Atrium launches program to prevent violence

CHARLOTTE, N.C. (WBTV) - In the last nine days, there have been five shootings in the city of Charlotte.

That’s a trend Atrium Health is trying to decrease.

Three minors were injured in two separate shootings on Tuesday, March 30.

Two teenagers were shot on Hovis Road and a seven-year-old girl was shot on Marble Street. Three people were arrested in the shooting that injured the seven-year-old.

On March 22, William Perry was shot and killed near Tuckaseegee Road. On March 24, Davyon Farrer was shot and killed near Beatties Ford Road.

Ryan Autry was shot and killed on March 30 near West Sugar Creek Road.

Atrium Health announced its hospital-based violence intervention program last month. The partnership with the city of Charlotte focuses on violence intervention and combatting recidivism with a public health approach.

3 Things: Charlotte leaders announce hospital violence intervention service

This will be the first program of its kind in North Carolina.

Dr. David Jacobs, from Atrium Health, says, like other diseases, violence presents a pattern and can be passed between communities and families.

“We know risk factors for the disease, we know protective favors against the disease, and we know cures for the disease so it makes sense to think about this as a disease and treat it that way,” Jacobs said.

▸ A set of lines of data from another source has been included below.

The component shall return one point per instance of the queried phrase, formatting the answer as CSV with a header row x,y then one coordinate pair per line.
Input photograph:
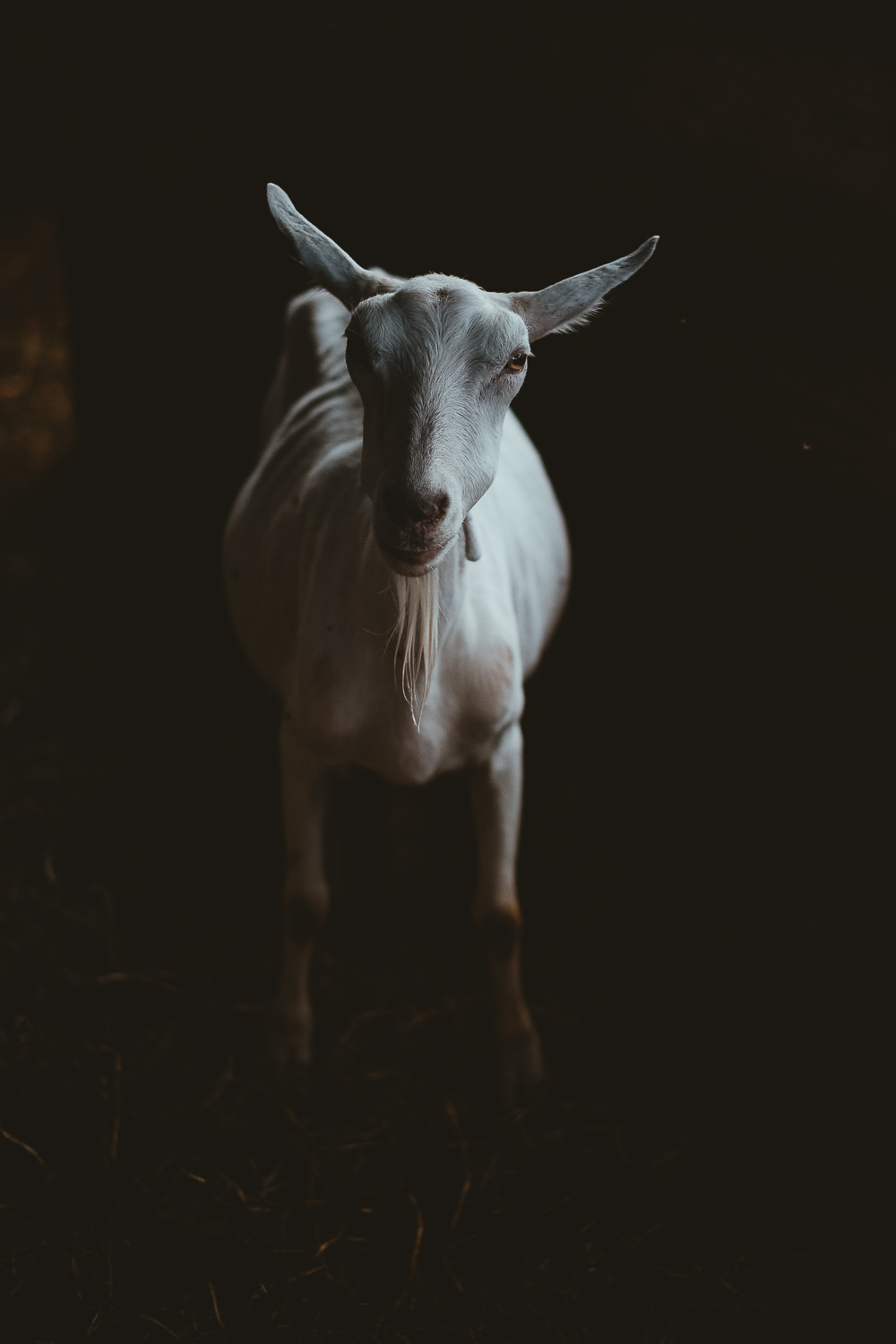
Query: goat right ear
x,y
571,303
327,263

Jacobs said they are not seeing patients yet, but they are establishing protocols and will soon begin the hiring process. He also said they are still working with patients in their trauma units and assessing their needs.

Through the hospital-based violence intervention program, victims will receive assessment, counseling and social support from a multi-disciplinary team in the following areas: Stabilization, Recovery & Rehabilitation, Community Reintegration, Self-Reliance & Self-Referral.

“That may be GED, that may be drug counseling, that may be tattoo removal, gang de-involvement,” Jacobs said.

Jacobs said they will assess the needs of the patient on a case-by-case basis, their research has found there’s a one in four chance a person will be a repeat trauma victim but through this program, the goal is to lower that rate.

“The hope would be that we would substantially reduce that one in four chance. We would like to eliminate it but being realistic we want to substantially reduce that one in four risk,” Jacobs said.

Jacobs said they expect to hire and start onboarding over the next four to six weeks.